Room-temperature radiation detectors

Goal:
- Provide a thorough study of the behavior of semiconductor detectors with a wide forbidden band.
- Develop a rapid spectrometric detector of gamma ray photons of low energy (units or tens of keV) and able to work under very difficult circumstances.
Common description
Spectrometry of foton radiation (X rays or gamma rays) can be carried out using either a standard Si (Li) detectors (e.g. silicon detectors higly doped with lithium) or HPGe detectors (i.e. detectors produced from high pure germanium). Both types of detectors, needs to be cooled to a temperature of liquid nitrogen, due to the reduction of reverse current and electronic noise. The need to cool detectors is their major disadvantage, which is reflected in the need for mobile measurement.
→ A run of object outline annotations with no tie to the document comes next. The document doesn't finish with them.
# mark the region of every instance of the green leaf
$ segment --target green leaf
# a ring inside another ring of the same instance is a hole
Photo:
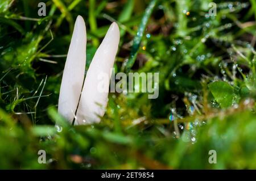
[[[35,136],[53,136],[57,132],[53,126],[49,125],[35,126],[31,128],[31,131]]]
[[[158,0],[152,0],[145,10],[145,13],[142,17],[142,19],[138,30],[137,35],[133,39],[133,44],[131,48],[131,54],[126,64],[127,72],[130,71],[130,69],[133,66],[136,60],[138,50],[139,50],[139,45],[141,45],[141,42],[142,39],[142,36],[143,36],[144,31],[146,29],[146,26],[147,25],[148,19],[153,11],[153,9],[155,6],[157,1]]]
[[[209,89],[221,108],[232,105],[234,98],[234,89],[228,83],[216,81],[209,84]]]

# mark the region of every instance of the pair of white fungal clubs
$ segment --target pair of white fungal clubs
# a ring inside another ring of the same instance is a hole
[[[119,39],[118,26],[114,22],[97,50],[84,79],[86,32],[84,19],[77,16],[63,71],[58,106],[59,113],[71,124],[74,118],[75,125],[99,122],[104,115],[110,79],[106,79],[108,90],[99,91],[97,77],[102,73],[111,77]]]

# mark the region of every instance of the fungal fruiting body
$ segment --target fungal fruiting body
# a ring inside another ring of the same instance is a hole
[[[63,71],[58,106],[59,113],[70,123],[74,118],[75,124],[99,122],[104,115],[111,70],[119,39],[118,26],[114,22],[95,53],[82,86],[86,62],[86,28],[82,18],[77,17]],[[101,80],[104,81],[103,90],[99,89],[99,75],[105,75],[105,78]]]

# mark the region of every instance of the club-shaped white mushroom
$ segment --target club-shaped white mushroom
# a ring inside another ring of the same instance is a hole
[[[100,117],[104,115],[108,100],[111,70],[119,39],[118,26],[113,23],[90,63],[81,91],[85,69],[86,39],[84,19],[81,16],[77,17],[59,98],[58,112],[69,123],[72,123],[74,117],[75,124],[99,122]],[[103,90],[99,89],[99,83],[102,84],[102,81]]]

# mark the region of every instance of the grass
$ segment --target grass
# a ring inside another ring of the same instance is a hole
[[[216,16],[208,0],[54,0],[40,17],[42,1],[0,0],[0,169],[256,169],[253,0],[216,1]],[[56,108],[78,15],[86,69],[117,21],[115,72],[159,72],[158,99],[111,93],[100,124],[67,123]]]

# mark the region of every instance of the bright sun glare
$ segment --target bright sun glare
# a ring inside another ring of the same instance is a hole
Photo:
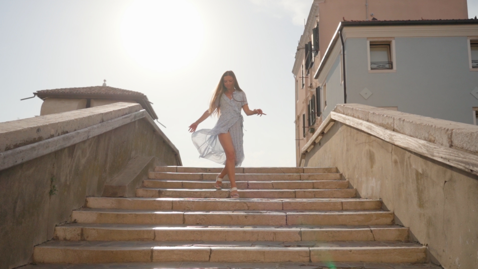
[[[203,42],[203,23],[188,0],[139,0],[127,8],[121,24],[126,51],[142,66],[177,70],[192,61]]]

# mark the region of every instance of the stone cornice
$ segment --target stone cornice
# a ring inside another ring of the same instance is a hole
[[[318,17],[319,16],[319,4],[325,1],[325,0],[314,0],[312,3],[310,11],[309,12],[309,16],[307,17],[307,21],[305,24],[305,27],[304,28],[304,32],[300,36],[300,39],[299,41],[298,48],[303,47],[305,43],[309,42],[312,29],[315,26],[316,18]],[[303,49],[299,49],[295,53],[295,61],[294,63],[294,67],[292,68],[292,74],[294,75],[298,74],[300,70],[302,60],[304,57],[304,50]]]

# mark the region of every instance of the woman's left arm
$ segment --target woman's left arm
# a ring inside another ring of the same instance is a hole
[[[261,117],[262,115],[267,115],[264,114],[264,113],[262,112],[262,110],[261,109],[254,109],[254,110],[250,110],[249,109],[249,106],[247,104],[242,106],[242,110],[244,110],[244,113],[245,113],[245,115],[247,116],[251,116],[255,114],[259,115]]]

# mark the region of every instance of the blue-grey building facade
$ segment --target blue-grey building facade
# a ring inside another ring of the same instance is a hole
[[[377,65],[383,44],[388,62]],[[317,111],[358,103],[477,124],[477,44],[476,19],[343,22],[314,75]]]

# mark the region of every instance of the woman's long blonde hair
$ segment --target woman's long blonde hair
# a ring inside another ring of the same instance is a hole
[[[224,86],[224,77],[230,76],[234,80],[234,89],[237,91],[243,91],[239,87],[239,83],[238,83],[238,80],[236,78],[236,75],[234,72],[230,70],[227,71],[223,74],[221,77],[221,80],[218,84],[218,86],[216,87],[216,90],[214,91],[214,94],[211,99],[211,103],[209,104],[209,113],[211,114],[215,114],[219,116],[221,115],[221,108],[219,107],[219,101],[223,97],[224,93],[228,90],[228,89]]]

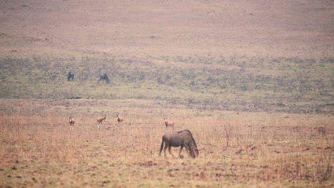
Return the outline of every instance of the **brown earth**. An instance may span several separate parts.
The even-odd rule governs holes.
[[[333,56],[333,1],[1,1],[2,56]]]

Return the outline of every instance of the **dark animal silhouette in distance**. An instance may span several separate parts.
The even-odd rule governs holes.
[[[165,144],[164,148],[163,144]],[[159,156],[161,155],[161,151],[163,148],[163,152],[166,157],[166,150],[168,147],[169,153],[174,157],[171,152],[171,147],[177,147],[180,146],[180,152],[178,152],[178,157],[180,158],[183,158],[181,155],[181,152],[182,152],[183,147],[186,147],[186,150],[188,155],[193,158],[197,157],[199,155],[198,149],[197,148],[197,145],[193,137],[193,135],[188,130],[184,130],[178,132],[168,132],[163,135],[162,137],[161,147],[160,147]]]
[[[103,82],[104,80],[106,80],[106,83],[109,83],[110,82],[109,78],[108,78],[108,75],[106,73],[100,75],[100,79],[98,80],[98,82],[100,82],[101,80]]]
[[[67,76],[67,80],[69,81],[71,80],[74,80],[74,73],[71,71],[69,72],[69,76]]]

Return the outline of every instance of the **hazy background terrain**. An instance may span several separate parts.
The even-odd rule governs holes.
[[[333,10],[1,1],[0,187],[333,187]],[[198,158],[158,156],[163,117]]]

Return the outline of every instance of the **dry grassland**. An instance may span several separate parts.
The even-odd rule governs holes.
[[[0,1],[0,188],[333,187],[333,9]],[[163,117],[198,158],[158,156]]]
[[[112,109],[109,105],[118,102],[108,103]],[[333,186],[331,115],[155,110],[121,111],[125,120],[120,124],[116,113],[108,113],[101,130],[98,113],[78,113],[72,115],[73,131],[67,114],[3,113],[1,186]],[[183,159],[158,156],[161,136],[171,131],[163,114],[176,122],[174,130],[192,131],[198,158],[185,151]],[[319,126],[326,128],[325,135],[319,134]]]

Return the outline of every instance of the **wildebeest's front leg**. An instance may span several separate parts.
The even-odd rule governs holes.
[[[183,149],[183,145],[181,145],[181,147],[180,148],[180,152],[178,152],[178,157],[180,157],[181,159],[182,159],[182,157],[181,156],[181,152],[182,152],[182,149]]]
[[[171,153],[171,145],[169,145],[168,146],[168,152],[173,156],[173,157],[175,157],[175,156],[173,155],[173,153]]]
[[[187,151],[187,153],[188,153],[188,157],[189,157],[189,156],[190,156],[190,154],[189,154],[189,150],[188,150],[189,148],[188,147],[188,146],[187,146],[187,145],[186,145],[184,147],[186,148],[186,151]]]

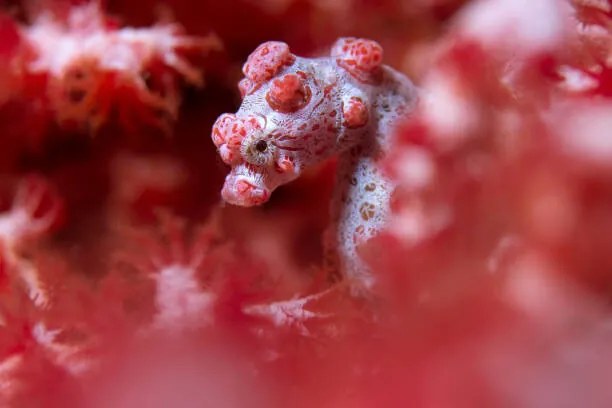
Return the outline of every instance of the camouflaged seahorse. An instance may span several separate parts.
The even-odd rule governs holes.
[[[383,65],[382,54],[378,43],[357,38],[337,40],[323,58],[266,42],[243,67],[240,109],[221,115],[212,131],[232,167],[221,195],[235,205],[262,204],[278,186],[339,156],[325,243],[353,286],[374,282],[356,249],[387,219],[393,185],[377,161],[389,149],[395,122],[416,102],[415,87]]]

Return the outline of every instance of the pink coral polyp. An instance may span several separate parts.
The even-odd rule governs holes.
[[[296,74],[287,74],[272,81],[266,100],[279,112],[295,112],[310,100],[310,88]]]

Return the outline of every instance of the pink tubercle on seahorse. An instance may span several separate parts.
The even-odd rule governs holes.
[[[232,167],[221,192],[230,204],[262,204],[304,170],[339,157],[325,241],[353,287],[375,282],[357,247],[384,227],[394,186],[377,163],[398,119],[417,101],[415,86],[382,59],[382,47],[367,39],[340,38],[321,58],[263,43],[243,67],[240,108],[221,115],[212,130]]]

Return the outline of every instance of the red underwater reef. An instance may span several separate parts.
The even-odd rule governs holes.
[[[612,405],[609,1],[0,5],[0,407]],[[333,159],[241,208],[211,140],[259,44],[346,36],[420,95],[366,294]]]

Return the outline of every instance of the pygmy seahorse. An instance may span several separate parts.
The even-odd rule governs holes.
[[[262,204],[278,186],[339,156],[325,244],[353,287],[374,283],[357,248],[389,212],[394,186],[377,162],[390,149],[398,118],[417,100],[414,85],[382,57],[382,47],[367,39],[340,38],[322,58],[298,57],[283,42],[263,43],[243,66],[240,108],[222,114],[212,130],[232,167],[221,192],[230,204]]]

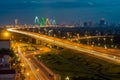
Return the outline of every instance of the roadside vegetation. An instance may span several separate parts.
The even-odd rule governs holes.
[[[12,49],[0,49],[1,54],[6,54],[10,56],[10,64],[11,68],[16,70],[17,79],[16,80],[25,80],[25,76],[22,73],[22,66],[21,61],[15,54],[15,52]]]
[[[84,53],[83,53],[84,54]],[[60,74],[62,80],[119,80],[120,65],[108,63],[80,52],[63,49],[36,55],[53,72]]]

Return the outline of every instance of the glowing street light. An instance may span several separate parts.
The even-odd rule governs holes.
[[[65,80],[70,80],[70,78],[67,76],[67,77],[65,78]]]
[[[5,32],[5,33],[4,33],[4,36],[8,37],[8,36],[9,36],[9,33],[8,33],[8,32]]]

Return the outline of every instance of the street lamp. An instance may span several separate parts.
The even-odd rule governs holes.
[[[29,80],[30,80],[30,73],[27,73],[27,76],[28,76],[28,78],[29,78]]]
[[[65,80],[70,80],[70,78],[67,76],[67,77],[65,78]]]

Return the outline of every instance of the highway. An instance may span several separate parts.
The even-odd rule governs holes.
[[[23,55],[22,51],[20,50],[20,47],[18,46],[18,53],[19,55],[22,57],[22,59],[24,59],[24,61],[30,66],[36,80],[46,80],[45,78],[43,78],[41,76],[41,74],[39,74],[37,71],[36,71],[36,68],[35,66]]]
[[[77,43],[70,42],[67,40],[49,37],[46,35],[33,33],[33,32],[26,32],[26,31],[20,31],[20,30],[18,31],[15,29],[8,29],[8,31],[31,36],[33,38],[44,40],[46,42],[50,42],[50,43],[53,43],[53,44],[56,44],[56,45],[59,45],[59,46],[65,47],[65,48],[84,52],[85,54],[95,56],[99,59],[103,59],[108,62],[120,64],[120,50],[85,46],[85,45],[77,44]]]

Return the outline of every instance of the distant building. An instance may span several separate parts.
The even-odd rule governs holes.
[[[2,48],[10,49],[10,40],[0,39],[0,49]]]

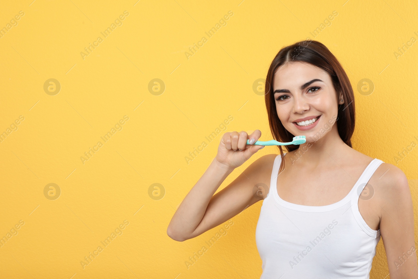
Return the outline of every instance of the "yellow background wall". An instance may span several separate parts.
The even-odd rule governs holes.
[[[280,48],[308,37],[344,65],[355,97],[354,147],[405,172],[418,223],[418,147],[408,147],[418,144],[416,1],[137,1],[2,3],[0,28],[10,24],[0,38],[0,133],[7,135],[0,142],[0,237],[7,239],[0,277],[259,278],[261,202],[232,218],[227,234],[188,268],[185,262],[221,226],[184,242],[166,230],[215,156],[225,131],[212,142],[205,137],[224,119],[233,118],[226,131],[259,129],[271,138],[253,84]],[[226,25],[208,36],[229,11]],[[203,46],[185,54],[203,37]],[[89,53],[90,44],[96,47]],[[400,55],[404,44],[410,46]],[[150,85],[154,79],[159,83]],[[357,90],[363,79],[371,94]],[[90,148],[96,151],[89,158]],[[278,152],[259,152],[219,189],[256,157]],[[381,240],[371,278],[388,273]]]

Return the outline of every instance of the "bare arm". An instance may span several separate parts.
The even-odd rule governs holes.
[[[252,189],[260,182],[257,180],[260,179],[260,174],[257,169],[263,164],[261,158],[253,163],[227,187],[213,195],[235,168],[243,164],[262,147],[246,146],[247,139],[254,138],[255,142],[261,133],[259,130],[256,130],[249,136],[244,131],[224,134],[216,157],[186,195],[171,219],[167,230],[169,236],[178,241],[195,237],[258,201],[260,198],[252,195]],[[269,180],[269,175],[268,177]]]
[[[408,181],[402,170],[388,164],[390,175],[380,195],[380,230],[390,278],[418,279],[413,209]]]

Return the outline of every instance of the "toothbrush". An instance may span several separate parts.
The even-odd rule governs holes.
[[[294,144],[299,145],[304,143],[306,142],[306,137],[304,136],[297,136],[293,137],[293,140],[291,142],[280,142],[277,141],[272,140],[268,141],[257,141],[253,144],[250,144],[249,140],[247,140],[247,144],[250,145],[289,145],[290,144]]]

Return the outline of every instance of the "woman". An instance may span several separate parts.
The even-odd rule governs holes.
[[[252,145],[260,130],[226,133],[168,235],[195,237],[262,199],[255,238],[263,279],[369,278],[381,236],[391,279],[418,278],[408,180],[396,166],[352,148],[354,96],[336,58],[314,41],[284,47],[270,65],[265,91],[274,138],[305,136],[306,143],[285,146],[285,154],[279,146],[280,154],[260,158],[214,195],[264,147]]]

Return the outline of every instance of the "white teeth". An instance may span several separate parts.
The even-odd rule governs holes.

The main idea of the research of semiconductor fotonic radiation detectors working at room temperature is to use semiconductors with high width of the energy gap. In particular, we research possibilities of use of alloys of two (such as GaAs, CdTe, InP, ...), three (e.g., CdZnTe, InAlP, ...), or up to four different elements, usually with a high proton number. Detectors made of such semiconductors, compared with silicon and germanium detectors, will have lower reverse current and greater detection efficiency for photonic radiation. Reduction of reverse current is less likely to cause by the thermal emission of electrons (or holes) to conduction (or valence) band. Magnification of detection efficiency is connected to the fact that the probability of photoelectric phenomena increases with the fifth power of proton number. Weakness of these detectors is their spectrometric resolution, which in comparison with cryogenic detectors is worse.